Game 7 started well, with the Astros jumping ahead early 5-0. In my ever optimistic Astros outlook, I kept thinking to myself, "Great, we'll be the first team in World Series history to blow a five run lead in Game 7." The innings kept rolling by and suddenly we found ourselves in the ninth inning with a four run lead.
You could have cut the tension with a knife in the room as my daughter and Ms. Duck watched with me.
Ms. Duck walks over to me holding her phone. She sticks it in my face and has a website up showing "Astros- 2017 World Series Champion" tee shirts.
"Which one would you like?" she asked innocently.
"ARE YOU CRAZY!!!" I shouted. "You're gonna jinx the whole damn thing!"
I was a little worked up. :)
I called my son who was 350 miles away, but after all these years, this was something I wanted to share with him.
"ARE YOU CRAZY!!!" he shouted. "You're gonna jinx the whole damn thing!"

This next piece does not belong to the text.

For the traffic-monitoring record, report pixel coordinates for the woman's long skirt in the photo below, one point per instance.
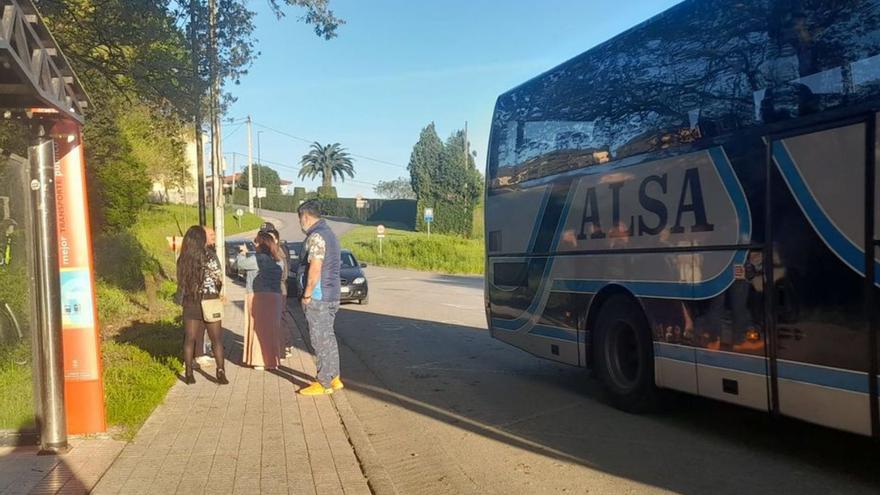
(261, 341)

I watched as a sharply hit grounder was cradled by second baseman Jose Altuve'. A soft toss to first and I exploded from my chair, arms upraised, dancing like a fool around the living room!
"Oh my God!" I shouted! "We did it, we really did it!"
After celebrating in person with my family and my son on the phone, I proceeded to call (and be called) by all my Astros friends.
"Now can you take a look?" Ms. Duck asked as she approached with her phone.
"Absolutely," I said, smiling from ear to ear.
As I complete this post, it has been almost three months since Game 7 ended. It's difficult to describe the feeling of accomplishment and content I feel, and it's hard to say why I feel this way. I didn't have anything to do with what happened on the field, but I've been so invested in this team for so many years, it has been quite uplifting.
Occasionally my thoughts drift back to the past generations of my family. My grandfather and his Philco, and my father taking me to see the Astros as a youngster. There's a hint of sadness in the air, knowing that they couldn't be here to witness what I had experienced. My hope is that they were together somewhere, sitting in sun soaked bleachers wearing Astros jerseys, somehow knowing that the miracle we thought would never happen had indeed come true!